Dopo la simulazione i rappresentanti della Marcia e i ragazzi di Greenpeace si sono spostati a Kfar Kara, in una scuola multietnica di un villaggio arabo in territorio israeliano. Qui, nella scuola “Bridge over the Wadi”, la convivenza pacifica è una realtà per 250 studenti. Due insegnanti per classe, una araba e una israeliana portano avanti programmi scolastici comuni, insegnando e studiando religioni diverse, ma valorizzando i punti di contatto fra le due religioni e le due culture. Bambini e insegnanti hanno accolto la delegazione della Marcia con canti, giochi e domande. I bambini hanno regalato ai delegati delle magliette e bandierine che riportano messaggi di pace che porteranno a Punta de Vacas nei giorni conclusivi del percorso.

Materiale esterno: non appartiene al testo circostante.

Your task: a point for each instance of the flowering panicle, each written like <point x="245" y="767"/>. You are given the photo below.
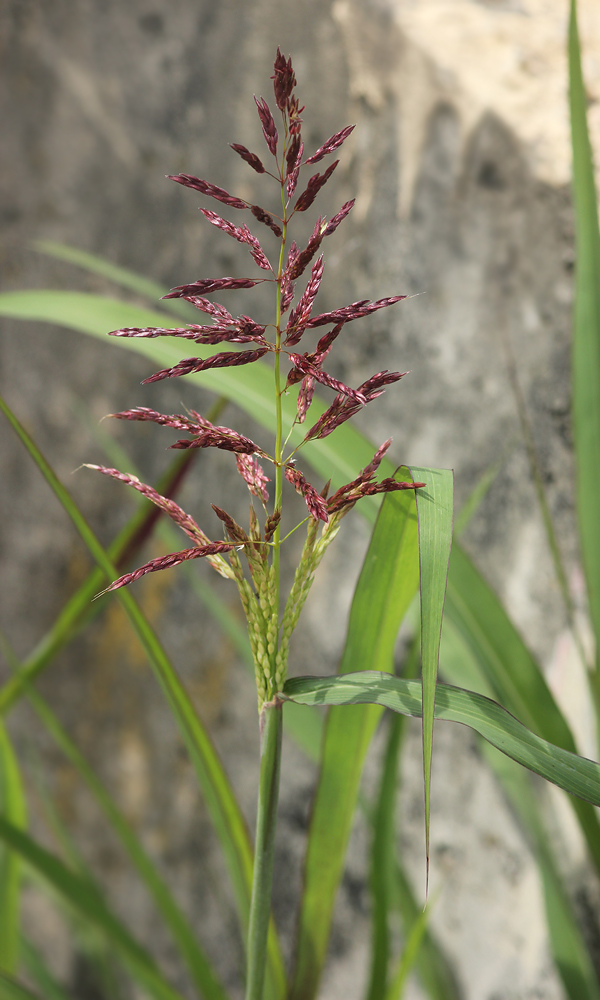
<point x="268" y="630"/>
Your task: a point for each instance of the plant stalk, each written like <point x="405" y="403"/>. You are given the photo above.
<point x="266" y="822"/>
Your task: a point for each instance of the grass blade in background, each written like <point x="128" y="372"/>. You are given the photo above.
<point x="37" y="970"/>
<point x="200" y="968"/>
<point x="224" y="810"/>
<point x="408" y="959"/>
<point x="435" y="972"/>
<point x="386" y="586"/>
<point x="586" y="336"/>
<point x="576" y="775"/>
<point x="10" y="989"/>
<point x="88" y="905"/>
<point x="509" y="668"/>
<point x="12" y="807"/>
<point x="568" y="946"/>
<point x="435" y="506"/>
<point x="383" y="861"/>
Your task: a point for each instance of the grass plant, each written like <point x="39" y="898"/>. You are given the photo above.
<point x="500" y="690"/>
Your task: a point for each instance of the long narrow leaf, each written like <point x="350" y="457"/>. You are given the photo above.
<point x="574" y="774"/>
<point x="199" y="966"/>
<point x="586" y="336"/>
<point x="435" y="507"/>
<point x="221" y="802"/>
<point x="12" y="807"/>
<point x="568" y="946"/>
<point x="387" y="584"/>
<point x="85" y="902"/>
<point x="10" y="989"/>
<point x="383" y="860"/>
<point x="435" y="972"/>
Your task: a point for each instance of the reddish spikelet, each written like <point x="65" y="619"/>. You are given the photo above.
<point x="356" y="310"/>
<point x="214" y="309"/>
<point x="185" y="521"/>
<point x="262" y="216"/>
<point x="331" y="144"/>
<point x="305" y="398"/>
<point x="212" y="190"/>
<point x="300" y="315"/>
<point x="287" y="286"/>
<point x="227" y="359"/>
<point x="253" y="475"/>
<point x="199" y="334"/>
<point x="313" y="187"/>
<point x="303" y="259"/>
<point x="365" y="476"/>
<point x="234" y="530"/>
<point x="268" y="125"/>
<point x="175" y="420"/>
<point x="271" y="524"/>
<point x="251" y="158"/>
<point x="293" y="156"/>
<point x="303" y="365"/>
<point x="341" y="215"/>
<point x="242" y="234"/>
<point x="294" y="111"/>
<point x="210" y="285"/>
<point x="314" y="501"/>
<point x="284" y="80"/>
<point x="219" y="437"/>
<point x="343" y="409"/>
<point x="369" y="490"/>
<point x="167" y="562"/>
<point x="326" y="341"/>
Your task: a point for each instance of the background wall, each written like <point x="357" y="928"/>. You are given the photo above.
<point x="460" y="165"/>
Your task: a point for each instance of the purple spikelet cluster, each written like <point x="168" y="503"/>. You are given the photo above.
<point x="305" y="368"/>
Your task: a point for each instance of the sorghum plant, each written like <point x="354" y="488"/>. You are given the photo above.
<point x="269" y="627"/>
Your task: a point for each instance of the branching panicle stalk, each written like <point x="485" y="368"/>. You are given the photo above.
<point x="259" y="588"/>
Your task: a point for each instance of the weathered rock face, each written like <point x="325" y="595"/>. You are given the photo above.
<point x="460" y="166"/>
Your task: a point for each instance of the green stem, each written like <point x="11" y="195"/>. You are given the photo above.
<point x="266" y="822"/>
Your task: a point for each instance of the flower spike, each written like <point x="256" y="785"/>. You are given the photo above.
<point x="227" y="359"/>
<point x="210" y="189"/>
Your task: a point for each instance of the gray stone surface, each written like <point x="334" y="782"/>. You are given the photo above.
<point x="101" y="100"/>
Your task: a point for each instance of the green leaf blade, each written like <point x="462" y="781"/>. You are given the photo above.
<point x="576" y="775"/>
<point x="435" y="512"/>
<point x="586" y="339"/>
<point x="12" y="807"/>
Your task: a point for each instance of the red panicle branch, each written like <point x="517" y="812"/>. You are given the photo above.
<point x="268" y="125"/>
<point x="356" y="310"/>
<point x="251" y="158"/>
<point x="253" y="475"/>
<point x="332" y="144"/>
<point x="242" y="234"/>
<point x="168" y="562"/>
<point x="185" y="521"/>
<point x="313" y="187"/>
<point x="212" y="190"/>
<point x="268" y="220"/>
<point x="300" y="315"/>
<point x="314" y="501"/>
<point x="199" y="334"/>
<point x="343" y="409"/>
<point x="227" y="359"/>
<point x="303" y="366"/>
<point x="206" y="285"/>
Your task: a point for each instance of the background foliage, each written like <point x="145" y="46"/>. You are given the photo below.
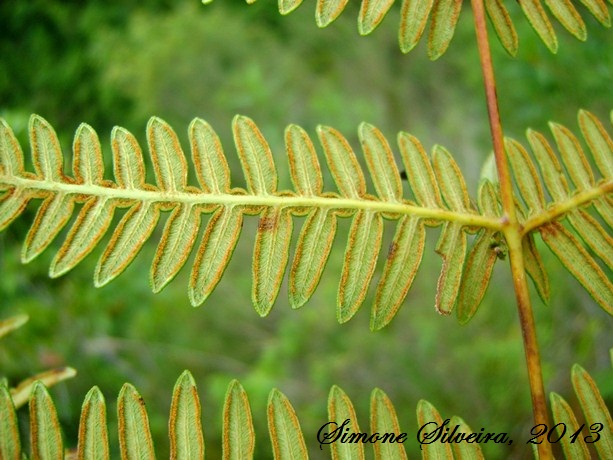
<point x="109" y="63"/>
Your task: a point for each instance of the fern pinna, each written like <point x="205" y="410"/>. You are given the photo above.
<point x="185" y="430"/>
<point x="439" y="198"/>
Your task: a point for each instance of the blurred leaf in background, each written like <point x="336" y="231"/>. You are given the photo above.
<point x="115" y="62"/>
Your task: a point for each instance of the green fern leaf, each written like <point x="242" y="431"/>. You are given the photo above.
<point x="445" y="15"/>
<point x="178" y="239"/>
<point x="327" y="11"/>
<point x="594" y="409"/>
<point x="535" y="268"/>
<point x="134" y="435"/>
<point x="413" y="19"/>
<point x="284" y="428"/>
<point x="578" y="261"/>
<point x="340" y="408"/>
<point x="383" y="419"/>
<point x="480" y="260"/>
<point x="131" y="234"/>
<point x="403" y="258"/>
<point x="270" y="256"/>
<point x="599" y="141"/>
<point x="255" y="156"/>
<point x="45" y="435"/>
<point x="599" y="10"/>
<point x="287" y="6"/>
<point x="238" y="435"/>
<point x="343" y="164"/>
<point x="503" y="25"/>
<point x="312" y="252"/>
<point x="526" y="177"/>
<point x="93" y="431"/>
<point x="381" y="164"/>
<point x="184" y="425"/>
<point x="427" y="413"/>
<point x="216" y="248"/>
<point x="419" y="172"/>
<point x="10" y="443"/>
<point x="372" y="13"/>
<point x="563" y="415"/>
<point x="363" y="246"/>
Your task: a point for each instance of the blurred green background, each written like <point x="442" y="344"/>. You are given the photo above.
<point x="119" y="62"/>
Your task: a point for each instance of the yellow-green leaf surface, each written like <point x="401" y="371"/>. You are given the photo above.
<point x="403" y="258"/>
<point x="569" y="17"/>
<point x="599" y="142"/>
<point x="135" y="441"/>
<point x="12" y="204"/>
<point x="413" y="19"/>
<point x="572" y="154"/>
<point x="380" y="162"/>
<point x="578" y="261"/>
<point x="445" y="14"/>
<point x="312" y="252"/>
<point x="168" y="159"/>
<point x="45" y="434"/>
<point x="184" y="425"/>
<point x="450" y="179"/>
<point x="52" y="216"/>
<point x="593" y="235"/>
<point x="87" y="164"/>
<point x="383" y="420"/>
<point x="599" y="10"/>
<point x="551" y="169"/>
<point x="419" y="171"/>
<point x="216" y="248"/>
<point x="10" y="443"/>
<point x="287" y="6"/>
<point x="128" y="163"/>
<point x="503" y="25"/>
<point x="429" y="419"/>
<point x="93" y="432"/>
<point x="212" y="169"/>
<point x="89" y="228"/>
<point x="526" y="177"/>
<point x="533" y="9"/>
<point x="343" y="164"/>
<point x="177" y="241"/>
<point x="255" y="156"/>
<point x="11" y="155"/>
<point x="597" y="416"/>
<point x="372" y="13"/>
<point x="564" y="417"/>
<point x="21" y="393"/>
<point x="284" y="428"/>
<point x="238" y="434"/>
<point x="535" y="268"/>
<point x="10" y="324"/>
<point x="46" y="152"/>
<point x="303" y="162"/>
<point x="340" y="409"/>
<point x="132" y="232"/>
<point x="327" y="11"/>
<point x="363" y="246"/>
<point x="452" y="248"/>
<point x="270" y="255"/>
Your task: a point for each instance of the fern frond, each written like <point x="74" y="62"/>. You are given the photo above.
<point x="443" y="16"/>
<point x="285" y="432"/>
<point x="21" y="392"/>
<point x="437" y="185"/>
<point x="590" y="240"/>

Da Kfar Kara, la delegazione si è spostata a Betlemme per l’ultimo giorno in Palestina, dove l’aspettavano un nucleo di 200 persone, tra cui moltissimi bambini, che l’hanno guidata in marcia attraverso Betlemme da Manger Square ad Aida Camp.
Le parole di Giorgio Schultze restituiscono l’emozione e la commozione di tutti i presenti e i partecipanti:
“Ed eccoci qui a Betlemme, in Palestina. Terra che racchiude le radici delle nostre culture, delle nostre religioni, della nostra storia. Terra di nascita di Gesù Cristo e di Davide. Terra che potrebbe essere uno dei nuclei più rappresentativi ma dove oggi vivere è molto complicato, dove è impossibile sognare, dove non è facile innalzare un grido di pace e dove la violenza ha preso il sopravvento imprigionando la vita e le coscienze. Solo la forza della nonviolenza come metodo di dialogo e risoluzione di ogni conflitto è in grado di rompere questo cerchio di violenza ed abbattere il muro tragico dell’odio. Noi e voi tutti portiamo il peso della possibilità e della responsabilità di mettere la parola fine al conflitto israelo – palestinese. Questa è la prima Marcia che parla in molte lingue, praticamente tutte le lingue del mondo, e coinvolge milioni di persone nel mondo, anche nei luoghi più remoti, mediante tutti i mezzi di comunicazione disponibili. Ma questa Marcia è anche un’esperienza, un percorso a livello personale. Oggi, in questo momento, per un solo istante, tutti noi, in silenzio possiamo percepire il battito del pianeta e dire: Sento l’uomo che è in me, sento l’uomo che è in te, ed è esattamente lo stesso identico profondo battito dell’umanità intera”.